特発性正常圧水頭症(以下、iNPH)は、髄液の流れを良くする治療によって、症状が改善します。この手術を髄液シャント術といい、脳神経外科で施されます。髄液シャント術には主に3つの方法があり、iNPHの髄液シャント術においては、この3つの方法のうちどれでも目的を果たすことができます。

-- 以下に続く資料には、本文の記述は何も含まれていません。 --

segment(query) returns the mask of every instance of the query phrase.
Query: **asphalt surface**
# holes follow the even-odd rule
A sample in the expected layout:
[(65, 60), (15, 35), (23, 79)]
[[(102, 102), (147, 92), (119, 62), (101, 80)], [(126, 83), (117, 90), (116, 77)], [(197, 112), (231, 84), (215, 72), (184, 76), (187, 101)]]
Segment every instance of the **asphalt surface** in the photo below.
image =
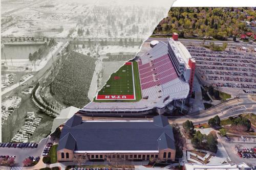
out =
[(225, 149), (230, 158), (232, 163), (240, 163), (241, 162), (245, 162), (248, 164), (251, 164), (253, 166), (256, 166), (256, 158), (240, 158), (237, 152), (234, 149), (234, 146), (239, 144), (241, 145), (241, 148), (253, 148), (256, 147), (256, 143), (236, 143), (230, 142), (226, 142), (225, 140), (222, 140), (222, 143), (225, 147)]
[(40, 156), (48, 138), (45, 138), (38, 143), (37, 148), (0, 148), (0, 155), (15, 155), (15, 165), (22, 166), (23, 161), (29, 156), (35, 157)]

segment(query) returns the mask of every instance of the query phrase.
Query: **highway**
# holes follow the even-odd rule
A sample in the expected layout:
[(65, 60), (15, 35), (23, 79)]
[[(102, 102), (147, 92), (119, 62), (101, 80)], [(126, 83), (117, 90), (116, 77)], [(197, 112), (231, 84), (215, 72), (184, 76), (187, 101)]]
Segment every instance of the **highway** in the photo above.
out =
[[(145, 41), (146, 42), (150, 42), (153, 40), (157, 40), (159, 41), (164, 41), (167, 42), (166, 38), (153, 38), (150, 37), (148, 38)], [(185, 38), (179, 38), (179, 41), (180, 41), (181, 43), (183, 44), (202, 44), (203, 40), (199, 39), (185, 39)], [(224, 42), (226, 42), (229, 46), (255, 46), (255, 45), (251, 44), (250, 43), (248, 42), (234, 42), (234, 41), (215, 41), (215, 40), (205, 40), (204, 44), (205, 45), (207, 44), (210, 42), (213, 42), (215, 44), (222, 44)]]

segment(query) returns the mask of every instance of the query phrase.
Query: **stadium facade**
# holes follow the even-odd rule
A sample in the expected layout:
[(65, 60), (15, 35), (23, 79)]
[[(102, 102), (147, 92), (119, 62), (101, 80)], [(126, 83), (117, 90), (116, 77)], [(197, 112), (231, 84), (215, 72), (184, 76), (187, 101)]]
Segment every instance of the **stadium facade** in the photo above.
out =
[(74, 115), (65, 124), (57, 149), (59, 161), (82, 156), (88, 160), (161, 161), (175, 159), (172, 127), (166, 117), (153, 121), (84, 121)]
[(168, 38), (167, 43), (156, 41), (134, 59), (138, 65), (141, 100), (93, 101), (79, 112), (92, 116), (161, 114), (173, 109), (177, 100), (182, 102), (182, 108), (184, 100), (191, 92), (195, 59), (179, 41), (173, 38)]

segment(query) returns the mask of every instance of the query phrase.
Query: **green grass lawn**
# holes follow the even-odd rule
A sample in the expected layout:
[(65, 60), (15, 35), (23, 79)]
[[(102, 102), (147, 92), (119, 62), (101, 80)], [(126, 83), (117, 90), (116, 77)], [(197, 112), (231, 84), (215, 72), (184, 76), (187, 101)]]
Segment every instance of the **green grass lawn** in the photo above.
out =
[(51, 163), (55, 163), (57, 162), (57, 148), (58, 144), (53, 145), (50, 149), (49, 152), (49, 156), (51, 158)]
[(101, 95), (133, 94), (132, 65), (124, 65), (110, 76), (98, 93)]
[[(95, 99), (95, 98), (94, 98), (94, 102), (115, 102), (116, 101), (118, 101), (123, 102), (137, 102), (141, 99), (141, 89), (140, 88), (138, 63), (136, 61), (133, 61), (132, 63), (133, 65), (136, 100), (97, 100)], [(125, 70), (125, 71), (123, 71), (123, 70)], [(110, 87), (106, 87), (107, 85), (110, 85)], [(116, 72), (112, 74), (110, 78), (106, 82), (106, 84), (98, 93), (98, 94), (99, 95), (125, 95), (133, 94), (134, 91), (132, 65), (124, 65)]]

説明画像:髄液シャント術3つの方法【脳室‐腹腔シャント】【脳室‐心房シャント】【腰推‐腹腔シャント】

これら髄液シャント術は過剰に溜まった脳脊髄液を他の体腔へ流すことにより、障害されていた脳の機能を戻すことができます。このときに、歩行障害や認知症、尿失禁といったiNPHの症状が改善されるのです。中には、劇的に改善する患者さんもいらっしゃいます。

腰椎−腹腔シャント(L-Pシャント)の注目

説明画像:腰椎−腹腔シャント(L-Pシャント)最近のiNPH治療では、腰椎-腹腔シャント(L-Pシャント)が主流になりつつあり、幾多の研究によってL-Pシャントの有効性と安全性が検証されています。一番のメリットは、頭部を処置する必要がないということです。手技による頭蓋内出血のリスクがなく、頭部の剃毛の必要もありません。しかしながら腰椎の変形などが強い場合にはL-Pシャントを実施できないこともあります。L-Pシャントの手術手技も工夫が重ねられ、より患者様に負担の少ない手技が開発されています。加えて、L-Pシャントにおいても効果を発揮する髄液の過剰排除防止ディバイスの開発などシャントシステムならびにL-Pシャントでの治療は格段に進歩しています。

髄液シャント術:V-P(脳室-腹腔)シャント

説明画像:髄液シャント術:V-P(脳室-腹腔)シャントV-Pシャントの手術は、通常1時間前後で終わります。流れの悪くなった髄液通路の代替としてバイパスをつくって埋め込みます。患者さんは頭部を剃毛して全身麻酔下で、頭部から腹部まで皮膚消毒をします。頭蓋骨に小さな穴をあけて頭蓋骨と脳の間の膜を開き、脳室カテーテルを側脳室(左右に一つずつある側脳室のうち通常右側)に挿入します。皮下にシャントシステムを通すため頚部と側腹部に小切開を加えます。

バルブを所定の位置に挿入したあと、トンネル状の手術器具を使って耳の後ろ、首、胸の皮下に腹腔カテーテルを通しておきます。皮下に通したカテーテルと脳室カテーテルを接続します。過剰に溜まった脳脊髄液を常に吸収するための腹腔内(肝臓の下、ダクラス窩:女性では子宮と直腸の間、男性では膀胱と直腸の間)に腹腔カテーテル端を挿入します。その後は切開部位を縫合して、無菌包帯をします。

髄液シャント術後

術後の24時間は患者さんを十分な観察下におきます。頭部と腹部にガーゼを当てて、縫合部位を覆い、感染から患者さんを護ります。術後に脳室、クモ膜下腔の大きさの変化を診るために、CTスキャンあるいはMRIを行います。一般に患者さんは10日前後の入院を必要とします。退院後にも術後の状態と症状の改善をチェックするために医師が指示するように定期的に健診することが必要です。運動技能の回復を図るためにリハビリなどの補助療法を勧められることもあります。